Relations between India and Pakistan have been at their lowest following a series of terror attacks on Indian Army installations carried out by militants from across the border. 

Following the terror attack on an Army base in Uri which left 19 Indian soldiers dead, India carried out surgical strikes against terror launch pads in Pakistan-occupied Kashmir killing around 40 terrorists. 

To back his theory, Narang cited recent remarks and policy prescriptions from leading Indian strategists and a book by Shivshankar Menon, who supervised nuclear targeting for India as National Security Adviser (NSA) to Prime Minister Manmohan Singh. 

Narang also quoted Menon saying that “India’s nuclear doctrine has far greater flexibility than it gets credit for”. 

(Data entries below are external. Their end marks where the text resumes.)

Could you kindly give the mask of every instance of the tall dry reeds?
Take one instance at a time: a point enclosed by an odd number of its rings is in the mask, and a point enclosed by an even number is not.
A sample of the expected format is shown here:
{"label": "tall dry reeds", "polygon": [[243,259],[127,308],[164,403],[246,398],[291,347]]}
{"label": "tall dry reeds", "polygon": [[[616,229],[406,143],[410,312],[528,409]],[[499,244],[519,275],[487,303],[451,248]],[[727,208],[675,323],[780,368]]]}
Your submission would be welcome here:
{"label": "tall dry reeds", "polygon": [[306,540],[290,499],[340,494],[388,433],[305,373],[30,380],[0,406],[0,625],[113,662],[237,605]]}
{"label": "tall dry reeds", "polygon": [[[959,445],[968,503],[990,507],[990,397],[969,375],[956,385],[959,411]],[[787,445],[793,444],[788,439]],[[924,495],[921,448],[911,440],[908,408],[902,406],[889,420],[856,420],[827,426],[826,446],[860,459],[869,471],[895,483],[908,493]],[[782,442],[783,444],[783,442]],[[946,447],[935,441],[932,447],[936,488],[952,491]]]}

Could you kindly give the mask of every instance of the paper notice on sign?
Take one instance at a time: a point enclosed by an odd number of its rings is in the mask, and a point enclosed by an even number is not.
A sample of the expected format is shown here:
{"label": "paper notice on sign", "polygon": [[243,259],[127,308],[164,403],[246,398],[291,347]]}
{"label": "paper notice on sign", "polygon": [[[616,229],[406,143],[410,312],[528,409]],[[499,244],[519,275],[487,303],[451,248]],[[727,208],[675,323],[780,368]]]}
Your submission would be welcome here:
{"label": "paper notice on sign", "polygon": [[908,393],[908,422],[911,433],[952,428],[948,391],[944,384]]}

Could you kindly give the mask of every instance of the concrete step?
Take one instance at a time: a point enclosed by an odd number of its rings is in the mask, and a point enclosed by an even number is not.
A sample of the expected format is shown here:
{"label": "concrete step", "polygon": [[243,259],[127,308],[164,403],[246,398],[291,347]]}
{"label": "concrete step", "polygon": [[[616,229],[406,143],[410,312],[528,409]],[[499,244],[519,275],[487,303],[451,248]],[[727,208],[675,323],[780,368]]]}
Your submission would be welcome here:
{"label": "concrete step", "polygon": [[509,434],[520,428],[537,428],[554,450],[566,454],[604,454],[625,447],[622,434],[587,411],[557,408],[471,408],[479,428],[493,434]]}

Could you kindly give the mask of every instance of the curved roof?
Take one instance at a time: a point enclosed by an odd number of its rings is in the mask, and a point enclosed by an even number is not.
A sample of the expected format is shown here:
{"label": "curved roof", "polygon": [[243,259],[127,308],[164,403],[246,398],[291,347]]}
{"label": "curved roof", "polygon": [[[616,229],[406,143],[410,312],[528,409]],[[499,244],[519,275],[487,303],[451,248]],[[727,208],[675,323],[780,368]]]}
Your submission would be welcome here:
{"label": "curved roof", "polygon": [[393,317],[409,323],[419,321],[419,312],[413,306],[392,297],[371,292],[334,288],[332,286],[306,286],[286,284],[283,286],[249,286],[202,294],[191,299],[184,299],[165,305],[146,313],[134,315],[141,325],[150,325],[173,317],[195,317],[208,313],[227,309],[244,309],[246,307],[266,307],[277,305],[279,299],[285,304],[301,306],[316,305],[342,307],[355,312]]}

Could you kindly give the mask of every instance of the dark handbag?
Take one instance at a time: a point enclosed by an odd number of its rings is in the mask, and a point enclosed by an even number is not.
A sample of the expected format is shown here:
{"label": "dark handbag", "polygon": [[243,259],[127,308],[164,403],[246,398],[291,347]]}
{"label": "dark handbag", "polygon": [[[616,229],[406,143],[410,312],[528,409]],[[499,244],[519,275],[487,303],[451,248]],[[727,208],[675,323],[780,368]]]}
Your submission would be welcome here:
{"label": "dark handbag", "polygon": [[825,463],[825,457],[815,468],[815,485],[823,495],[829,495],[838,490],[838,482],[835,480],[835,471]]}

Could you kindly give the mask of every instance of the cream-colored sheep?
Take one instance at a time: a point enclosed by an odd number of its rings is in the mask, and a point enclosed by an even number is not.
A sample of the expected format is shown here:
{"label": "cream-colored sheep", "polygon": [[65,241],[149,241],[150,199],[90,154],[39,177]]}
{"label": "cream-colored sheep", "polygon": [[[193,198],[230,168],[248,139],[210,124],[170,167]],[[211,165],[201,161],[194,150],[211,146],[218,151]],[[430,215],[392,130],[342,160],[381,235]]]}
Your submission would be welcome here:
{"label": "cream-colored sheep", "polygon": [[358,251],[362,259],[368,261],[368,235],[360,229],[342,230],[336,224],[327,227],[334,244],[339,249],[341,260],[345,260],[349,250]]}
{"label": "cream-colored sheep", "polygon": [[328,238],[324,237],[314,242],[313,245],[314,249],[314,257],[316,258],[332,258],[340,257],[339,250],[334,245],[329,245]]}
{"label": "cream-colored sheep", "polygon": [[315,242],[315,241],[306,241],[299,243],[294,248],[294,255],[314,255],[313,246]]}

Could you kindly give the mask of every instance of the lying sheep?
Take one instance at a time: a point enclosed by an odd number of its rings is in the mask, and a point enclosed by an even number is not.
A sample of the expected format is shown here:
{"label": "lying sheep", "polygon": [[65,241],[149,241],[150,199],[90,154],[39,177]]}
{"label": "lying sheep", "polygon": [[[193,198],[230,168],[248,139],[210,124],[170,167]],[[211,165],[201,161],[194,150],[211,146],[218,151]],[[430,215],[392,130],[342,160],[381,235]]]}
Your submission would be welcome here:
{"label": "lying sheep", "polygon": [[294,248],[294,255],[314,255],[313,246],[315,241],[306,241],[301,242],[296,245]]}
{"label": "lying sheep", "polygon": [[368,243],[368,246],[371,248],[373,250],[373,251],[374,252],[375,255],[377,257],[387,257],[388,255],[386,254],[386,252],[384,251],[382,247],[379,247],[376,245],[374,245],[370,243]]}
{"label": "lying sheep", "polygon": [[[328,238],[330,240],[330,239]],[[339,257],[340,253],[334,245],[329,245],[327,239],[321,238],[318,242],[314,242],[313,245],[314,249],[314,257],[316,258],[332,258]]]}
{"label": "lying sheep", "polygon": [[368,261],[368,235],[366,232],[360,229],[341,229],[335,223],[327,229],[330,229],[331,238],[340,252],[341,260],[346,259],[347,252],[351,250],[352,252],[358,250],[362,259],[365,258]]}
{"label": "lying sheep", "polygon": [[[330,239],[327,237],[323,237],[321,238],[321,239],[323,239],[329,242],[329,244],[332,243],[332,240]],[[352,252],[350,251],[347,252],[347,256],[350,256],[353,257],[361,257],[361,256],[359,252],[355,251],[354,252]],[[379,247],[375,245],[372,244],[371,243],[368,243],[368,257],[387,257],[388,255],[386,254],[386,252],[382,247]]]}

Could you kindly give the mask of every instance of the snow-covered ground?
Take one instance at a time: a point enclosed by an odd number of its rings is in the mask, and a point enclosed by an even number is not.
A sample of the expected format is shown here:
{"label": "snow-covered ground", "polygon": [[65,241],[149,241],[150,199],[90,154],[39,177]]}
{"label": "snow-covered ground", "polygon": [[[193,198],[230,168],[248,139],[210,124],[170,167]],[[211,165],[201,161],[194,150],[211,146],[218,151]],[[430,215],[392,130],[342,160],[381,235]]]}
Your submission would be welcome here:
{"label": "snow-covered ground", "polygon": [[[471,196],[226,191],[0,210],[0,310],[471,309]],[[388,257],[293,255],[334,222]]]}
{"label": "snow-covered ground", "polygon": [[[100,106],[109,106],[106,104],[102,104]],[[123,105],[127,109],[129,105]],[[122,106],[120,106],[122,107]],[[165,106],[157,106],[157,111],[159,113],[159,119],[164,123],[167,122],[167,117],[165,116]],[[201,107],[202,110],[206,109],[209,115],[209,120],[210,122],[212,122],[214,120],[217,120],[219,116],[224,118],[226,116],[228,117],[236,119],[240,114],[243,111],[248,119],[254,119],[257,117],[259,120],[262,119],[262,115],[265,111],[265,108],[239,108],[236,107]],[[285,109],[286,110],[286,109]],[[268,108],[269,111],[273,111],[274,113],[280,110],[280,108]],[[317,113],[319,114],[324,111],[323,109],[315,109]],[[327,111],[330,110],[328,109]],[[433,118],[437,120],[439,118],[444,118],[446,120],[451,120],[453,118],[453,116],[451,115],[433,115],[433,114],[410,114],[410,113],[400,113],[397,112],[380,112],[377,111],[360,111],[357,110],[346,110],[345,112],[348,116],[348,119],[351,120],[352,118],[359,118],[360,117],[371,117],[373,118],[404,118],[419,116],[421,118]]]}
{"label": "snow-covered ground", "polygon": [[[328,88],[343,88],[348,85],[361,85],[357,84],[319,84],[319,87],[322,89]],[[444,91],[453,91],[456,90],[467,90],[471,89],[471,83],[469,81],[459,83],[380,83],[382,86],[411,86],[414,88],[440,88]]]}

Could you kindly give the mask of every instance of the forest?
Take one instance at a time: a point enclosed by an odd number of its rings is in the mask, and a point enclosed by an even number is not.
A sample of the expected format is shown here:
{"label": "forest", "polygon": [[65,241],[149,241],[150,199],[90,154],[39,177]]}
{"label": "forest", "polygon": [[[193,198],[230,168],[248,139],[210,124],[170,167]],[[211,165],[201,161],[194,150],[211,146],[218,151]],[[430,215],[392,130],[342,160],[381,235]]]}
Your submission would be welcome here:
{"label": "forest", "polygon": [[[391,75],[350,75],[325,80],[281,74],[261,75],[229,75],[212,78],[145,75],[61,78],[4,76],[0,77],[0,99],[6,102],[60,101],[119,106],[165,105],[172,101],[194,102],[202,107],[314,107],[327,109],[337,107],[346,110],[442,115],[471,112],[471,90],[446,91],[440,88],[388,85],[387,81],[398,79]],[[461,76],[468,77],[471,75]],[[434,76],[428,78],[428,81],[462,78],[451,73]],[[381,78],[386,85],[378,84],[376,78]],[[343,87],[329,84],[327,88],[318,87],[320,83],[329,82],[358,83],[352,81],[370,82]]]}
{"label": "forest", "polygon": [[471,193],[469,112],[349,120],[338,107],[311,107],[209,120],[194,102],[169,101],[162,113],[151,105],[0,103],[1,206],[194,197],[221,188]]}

He further quoted a para from Menon’s book “Choices: Inside the Making of Indian Foreign Policy” to support his theory. 

“There is a potential gray area as to when India would use nuclear weapons first against another NWS (nuclear weapon state). Circumstances are conceivable in which India might find it useful to strike first, for instance, against an NWS that had declared it would certainly use its weapons, and if India were certain that adversary’s launch was imminent,” read the para. 

In 2003, India had declared its no-first use strike policy, undertaking not to start a nuclear was with Pakistan and its all-weather ally China, countries that have already fought wars with India. 

But it set aside some exceptions, gray areas, such as reserving the right to strike first if it came under biological or chemical attack.